The Missouri attorney general's office, which is representing Nixon, has hired two outside lawyers for the case. One is former state Supreme Court Judge Chip Robertson, who is serving without payment, and lawyer Paul Wilson, who is being paid $150 an hour.
Among other things, the governor's filing quotes from the Missouri constitution, where it states that the chief executive "may control the rate at which any appropriation is expended during the period of the appropriation by allotment or other means."
The filings on Nixon's behalf were made Tuesday. Among other things, the governor is challenging Schweich's legal standing and many of the auditor's assertions in the original suit filed Aug. 26.

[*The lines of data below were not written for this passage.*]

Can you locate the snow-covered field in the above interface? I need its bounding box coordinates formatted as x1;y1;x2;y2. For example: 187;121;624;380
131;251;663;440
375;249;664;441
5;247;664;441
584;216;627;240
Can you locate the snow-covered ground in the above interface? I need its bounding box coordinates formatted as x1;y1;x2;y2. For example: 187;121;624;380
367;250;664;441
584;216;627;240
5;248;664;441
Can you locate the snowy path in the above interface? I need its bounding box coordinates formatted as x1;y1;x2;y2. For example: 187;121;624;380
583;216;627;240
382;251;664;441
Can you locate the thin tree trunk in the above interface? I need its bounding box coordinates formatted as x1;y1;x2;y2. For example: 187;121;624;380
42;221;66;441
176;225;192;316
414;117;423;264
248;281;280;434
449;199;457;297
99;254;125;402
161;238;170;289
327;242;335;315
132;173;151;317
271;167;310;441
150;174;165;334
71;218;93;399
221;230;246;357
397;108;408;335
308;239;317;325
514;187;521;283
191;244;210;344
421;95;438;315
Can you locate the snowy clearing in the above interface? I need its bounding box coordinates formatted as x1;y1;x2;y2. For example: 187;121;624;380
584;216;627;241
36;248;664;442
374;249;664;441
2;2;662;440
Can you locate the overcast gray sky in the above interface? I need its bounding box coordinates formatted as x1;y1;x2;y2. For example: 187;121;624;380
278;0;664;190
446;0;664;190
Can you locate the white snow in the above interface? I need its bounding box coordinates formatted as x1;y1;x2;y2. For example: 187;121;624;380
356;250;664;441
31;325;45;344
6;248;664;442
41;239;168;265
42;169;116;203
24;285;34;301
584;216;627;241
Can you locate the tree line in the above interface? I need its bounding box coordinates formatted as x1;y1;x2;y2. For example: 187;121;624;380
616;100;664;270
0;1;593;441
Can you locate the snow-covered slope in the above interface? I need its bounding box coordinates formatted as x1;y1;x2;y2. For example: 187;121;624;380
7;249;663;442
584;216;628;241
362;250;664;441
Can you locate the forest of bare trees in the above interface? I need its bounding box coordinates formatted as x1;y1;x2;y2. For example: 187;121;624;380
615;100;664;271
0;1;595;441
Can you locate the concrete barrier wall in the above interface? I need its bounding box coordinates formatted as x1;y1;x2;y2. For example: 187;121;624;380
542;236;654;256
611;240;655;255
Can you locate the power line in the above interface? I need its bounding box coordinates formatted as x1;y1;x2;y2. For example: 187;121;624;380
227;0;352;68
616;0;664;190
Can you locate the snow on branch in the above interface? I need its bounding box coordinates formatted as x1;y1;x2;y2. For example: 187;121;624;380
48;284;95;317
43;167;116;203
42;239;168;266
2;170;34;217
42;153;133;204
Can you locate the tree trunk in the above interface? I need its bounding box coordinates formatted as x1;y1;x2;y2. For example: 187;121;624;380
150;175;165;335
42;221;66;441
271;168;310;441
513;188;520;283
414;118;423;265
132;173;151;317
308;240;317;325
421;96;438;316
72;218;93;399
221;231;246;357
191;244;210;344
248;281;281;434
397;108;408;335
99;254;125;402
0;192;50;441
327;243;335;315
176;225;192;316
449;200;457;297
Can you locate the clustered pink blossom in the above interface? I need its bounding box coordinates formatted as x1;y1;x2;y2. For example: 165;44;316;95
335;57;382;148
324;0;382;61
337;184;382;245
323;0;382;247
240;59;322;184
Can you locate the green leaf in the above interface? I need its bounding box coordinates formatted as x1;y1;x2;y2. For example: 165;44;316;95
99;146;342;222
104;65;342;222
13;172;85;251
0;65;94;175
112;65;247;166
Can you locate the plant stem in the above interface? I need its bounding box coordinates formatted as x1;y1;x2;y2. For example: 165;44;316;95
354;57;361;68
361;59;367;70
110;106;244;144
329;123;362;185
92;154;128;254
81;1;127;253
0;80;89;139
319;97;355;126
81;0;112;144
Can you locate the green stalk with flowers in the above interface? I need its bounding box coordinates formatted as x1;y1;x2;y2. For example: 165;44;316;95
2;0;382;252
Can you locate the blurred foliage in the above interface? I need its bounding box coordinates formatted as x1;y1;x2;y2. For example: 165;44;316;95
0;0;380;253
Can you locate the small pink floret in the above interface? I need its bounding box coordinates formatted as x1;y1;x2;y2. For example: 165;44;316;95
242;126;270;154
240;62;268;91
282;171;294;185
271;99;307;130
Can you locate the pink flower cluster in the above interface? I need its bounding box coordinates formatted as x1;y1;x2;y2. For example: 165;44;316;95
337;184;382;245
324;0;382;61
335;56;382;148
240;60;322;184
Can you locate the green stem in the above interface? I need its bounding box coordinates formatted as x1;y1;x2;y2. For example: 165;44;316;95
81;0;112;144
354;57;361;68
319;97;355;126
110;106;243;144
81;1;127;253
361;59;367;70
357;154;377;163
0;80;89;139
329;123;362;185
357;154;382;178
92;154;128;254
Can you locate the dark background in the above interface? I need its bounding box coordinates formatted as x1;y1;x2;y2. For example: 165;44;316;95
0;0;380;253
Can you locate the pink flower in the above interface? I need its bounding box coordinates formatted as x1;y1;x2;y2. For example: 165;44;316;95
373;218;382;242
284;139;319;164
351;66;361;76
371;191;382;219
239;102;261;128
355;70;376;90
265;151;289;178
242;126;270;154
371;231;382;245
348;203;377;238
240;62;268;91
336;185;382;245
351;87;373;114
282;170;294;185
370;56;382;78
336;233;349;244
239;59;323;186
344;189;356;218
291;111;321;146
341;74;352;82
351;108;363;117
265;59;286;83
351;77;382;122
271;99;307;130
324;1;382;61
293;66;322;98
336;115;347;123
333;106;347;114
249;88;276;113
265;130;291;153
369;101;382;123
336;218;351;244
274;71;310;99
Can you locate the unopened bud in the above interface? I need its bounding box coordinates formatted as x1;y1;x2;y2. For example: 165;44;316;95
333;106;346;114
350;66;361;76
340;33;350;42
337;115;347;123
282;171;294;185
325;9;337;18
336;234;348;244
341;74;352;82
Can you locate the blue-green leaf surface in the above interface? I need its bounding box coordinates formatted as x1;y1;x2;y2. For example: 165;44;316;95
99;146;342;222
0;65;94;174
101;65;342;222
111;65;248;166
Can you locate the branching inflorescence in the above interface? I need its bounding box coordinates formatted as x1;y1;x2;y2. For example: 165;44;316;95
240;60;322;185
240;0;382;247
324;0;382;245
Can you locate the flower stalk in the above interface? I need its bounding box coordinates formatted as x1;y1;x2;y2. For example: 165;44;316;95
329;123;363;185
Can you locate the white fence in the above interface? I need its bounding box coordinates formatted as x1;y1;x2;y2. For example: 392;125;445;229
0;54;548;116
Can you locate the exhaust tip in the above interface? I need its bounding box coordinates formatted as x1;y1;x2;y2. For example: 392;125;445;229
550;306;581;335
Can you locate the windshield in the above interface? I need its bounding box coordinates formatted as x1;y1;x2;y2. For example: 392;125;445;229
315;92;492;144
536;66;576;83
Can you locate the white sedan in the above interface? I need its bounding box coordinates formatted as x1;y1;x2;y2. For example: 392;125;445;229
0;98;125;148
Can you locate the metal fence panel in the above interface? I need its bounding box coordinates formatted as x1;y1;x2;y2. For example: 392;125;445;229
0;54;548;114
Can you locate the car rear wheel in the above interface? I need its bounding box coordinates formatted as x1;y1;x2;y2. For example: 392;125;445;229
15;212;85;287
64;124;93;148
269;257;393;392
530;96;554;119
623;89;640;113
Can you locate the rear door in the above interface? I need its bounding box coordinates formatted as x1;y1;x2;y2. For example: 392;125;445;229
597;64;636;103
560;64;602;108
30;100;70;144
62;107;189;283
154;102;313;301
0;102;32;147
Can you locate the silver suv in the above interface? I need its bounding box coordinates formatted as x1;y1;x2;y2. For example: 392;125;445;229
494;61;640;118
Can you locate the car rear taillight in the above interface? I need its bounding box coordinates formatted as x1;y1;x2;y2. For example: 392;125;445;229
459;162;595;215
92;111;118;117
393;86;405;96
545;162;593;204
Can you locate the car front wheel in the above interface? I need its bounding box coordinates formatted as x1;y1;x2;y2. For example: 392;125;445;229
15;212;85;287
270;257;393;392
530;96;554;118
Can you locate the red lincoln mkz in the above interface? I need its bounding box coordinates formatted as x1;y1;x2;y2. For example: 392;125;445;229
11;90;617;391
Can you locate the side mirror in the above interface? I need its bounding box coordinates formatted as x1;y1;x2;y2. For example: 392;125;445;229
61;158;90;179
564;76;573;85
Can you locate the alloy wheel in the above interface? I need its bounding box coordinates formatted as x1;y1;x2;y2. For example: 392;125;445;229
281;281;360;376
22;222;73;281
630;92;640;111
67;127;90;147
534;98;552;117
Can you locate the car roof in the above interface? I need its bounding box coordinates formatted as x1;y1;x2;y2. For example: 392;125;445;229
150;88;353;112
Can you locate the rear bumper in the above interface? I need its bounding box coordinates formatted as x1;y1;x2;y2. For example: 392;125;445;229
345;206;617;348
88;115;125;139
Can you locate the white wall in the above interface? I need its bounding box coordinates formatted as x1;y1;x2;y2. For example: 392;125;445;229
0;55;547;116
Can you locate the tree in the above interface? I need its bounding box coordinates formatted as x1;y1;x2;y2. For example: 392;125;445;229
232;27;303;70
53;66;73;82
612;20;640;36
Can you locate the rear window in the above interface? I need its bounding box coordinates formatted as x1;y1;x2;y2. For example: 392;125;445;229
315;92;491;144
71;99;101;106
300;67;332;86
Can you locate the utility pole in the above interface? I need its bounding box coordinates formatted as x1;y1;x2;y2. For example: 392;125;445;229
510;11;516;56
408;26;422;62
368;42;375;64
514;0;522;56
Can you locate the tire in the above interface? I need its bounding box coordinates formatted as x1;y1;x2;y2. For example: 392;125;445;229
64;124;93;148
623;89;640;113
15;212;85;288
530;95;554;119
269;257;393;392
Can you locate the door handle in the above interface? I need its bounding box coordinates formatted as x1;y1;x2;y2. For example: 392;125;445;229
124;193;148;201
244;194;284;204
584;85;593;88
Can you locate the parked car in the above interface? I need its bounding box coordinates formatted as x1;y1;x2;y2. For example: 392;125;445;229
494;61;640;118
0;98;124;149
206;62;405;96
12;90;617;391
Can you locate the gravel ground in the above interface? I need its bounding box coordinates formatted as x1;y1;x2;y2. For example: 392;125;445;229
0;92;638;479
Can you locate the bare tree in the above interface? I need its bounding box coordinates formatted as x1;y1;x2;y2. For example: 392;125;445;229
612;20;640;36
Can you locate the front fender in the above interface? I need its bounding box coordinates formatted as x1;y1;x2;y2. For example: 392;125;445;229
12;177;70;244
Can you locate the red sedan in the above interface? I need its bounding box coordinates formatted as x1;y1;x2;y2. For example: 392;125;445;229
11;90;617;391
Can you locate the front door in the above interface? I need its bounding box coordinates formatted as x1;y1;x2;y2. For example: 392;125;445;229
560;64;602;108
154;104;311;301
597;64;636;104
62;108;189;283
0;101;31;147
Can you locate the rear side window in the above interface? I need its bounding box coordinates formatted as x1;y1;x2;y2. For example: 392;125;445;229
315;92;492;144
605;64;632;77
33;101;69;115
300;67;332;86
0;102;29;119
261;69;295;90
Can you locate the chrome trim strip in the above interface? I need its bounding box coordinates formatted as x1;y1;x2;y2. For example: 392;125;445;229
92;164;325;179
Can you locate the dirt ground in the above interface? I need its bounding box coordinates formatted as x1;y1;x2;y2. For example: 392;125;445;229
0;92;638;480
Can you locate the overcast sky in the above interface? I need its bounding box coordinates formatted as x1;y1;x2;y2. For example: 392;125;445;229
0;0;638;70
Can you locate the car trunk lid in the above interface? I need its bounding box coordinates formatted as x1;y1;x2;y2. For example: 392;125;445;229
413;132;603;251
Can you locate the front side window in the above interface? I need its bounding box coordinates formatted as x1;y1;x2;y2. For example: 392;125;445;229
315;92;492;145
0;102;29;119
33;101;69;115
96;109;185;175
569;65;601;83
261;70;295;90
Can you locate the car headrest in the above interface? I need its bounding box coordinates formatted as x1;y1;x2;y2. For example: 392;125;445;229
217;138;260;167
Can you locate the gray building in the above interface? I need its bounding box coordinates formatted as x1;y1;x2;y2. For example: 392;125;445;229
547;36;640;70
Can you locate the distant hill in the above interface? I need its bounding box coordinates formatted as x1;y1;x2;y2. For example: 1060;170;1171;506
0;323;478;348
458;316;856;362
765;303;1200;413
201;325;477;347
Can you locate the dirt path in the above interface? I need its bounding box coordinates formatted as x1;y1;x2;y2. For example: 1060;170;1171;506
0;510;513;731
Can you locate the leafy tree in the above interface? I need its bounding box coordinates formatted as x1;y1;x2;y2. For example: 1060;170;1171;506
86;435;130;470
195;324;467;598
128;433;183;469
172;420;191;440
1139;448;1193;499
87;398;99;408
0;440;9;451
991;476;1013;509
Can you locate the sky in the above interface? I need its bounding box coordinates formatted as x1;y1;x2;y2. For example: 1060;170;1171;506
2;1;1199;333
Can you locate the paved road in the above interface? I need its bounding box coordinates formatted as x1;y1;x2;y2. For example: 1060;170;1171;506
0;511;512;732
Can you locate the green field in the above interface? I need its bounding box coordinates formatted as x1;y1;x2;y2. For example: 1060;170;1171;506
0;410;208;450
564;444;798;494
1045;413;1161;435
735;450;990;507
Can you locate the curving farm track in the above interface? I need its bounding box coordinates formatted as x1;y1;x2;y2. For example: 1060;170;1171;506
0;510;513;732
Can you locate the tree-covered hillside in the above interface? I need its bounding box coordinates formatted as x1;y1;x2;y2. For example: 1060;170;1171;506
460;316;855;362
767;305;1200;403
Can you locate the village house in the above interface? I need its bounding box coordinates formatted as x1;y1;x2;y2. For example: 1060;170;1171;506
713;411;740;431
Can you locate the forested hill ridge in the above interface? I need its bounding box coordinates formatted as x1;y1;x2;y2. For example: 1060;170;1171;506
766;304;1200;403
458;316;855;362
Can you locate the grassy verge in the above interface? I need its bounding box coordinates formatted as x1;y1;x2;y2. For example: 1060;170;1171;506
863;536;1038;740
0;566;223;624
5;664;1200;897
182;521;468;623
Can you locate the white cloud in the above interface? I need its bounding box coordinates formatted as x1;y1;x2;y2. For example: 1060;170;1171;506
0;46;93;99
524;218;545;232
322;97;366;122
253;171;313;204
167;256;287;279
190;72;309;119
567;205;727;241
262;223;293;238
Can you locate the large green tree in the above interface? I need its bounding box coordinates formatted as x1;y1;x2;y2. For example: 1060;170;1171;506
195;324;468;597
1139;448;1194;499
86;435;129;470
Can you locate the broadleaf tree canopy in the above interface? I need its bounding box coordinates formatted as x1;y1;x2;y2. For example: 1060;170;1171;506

Schweich was challenging Nixon's action to withhold $150 million from various programs and state agencies in the state's budget for the current fiscal year, which began July 1, and to allocate that money instead for disaster relief in Joplin, Mo., which was hit by a deadly tornado May 22.
Schweich's suit appears to be the first time that a Missouri auditor has challenged the powers of the governor to engage in "withholds,'' in which a governor holds back money allocated by the Missouri General Assembly. If state revenue comes in as expected, governors often restore some or all the money. Withholds are different from line-item cuts, which Missouri governors also have the power to make.
Nixon's court documents note that he already has restored some of the $150 million.
Attorney general spokeswoman Nanci Gonder released a statement explaining why Wilson and Robertson were hired.
"The attorney general's office sometimes hires outside counsel in complex cases for their particular expertise. In this case, both have expertise on the state budget issues and Missouri constitutional law," the statement said.
"In addition, both Paul Wilson and Chip Robertson were involved in the last significant case addressing the auditor's powers, Kelly vs. Hanson, in 1997. Paul argued the case on behalf of the attorney general's office, and Judge Robertson sat on the Supreme Court, which heard the case."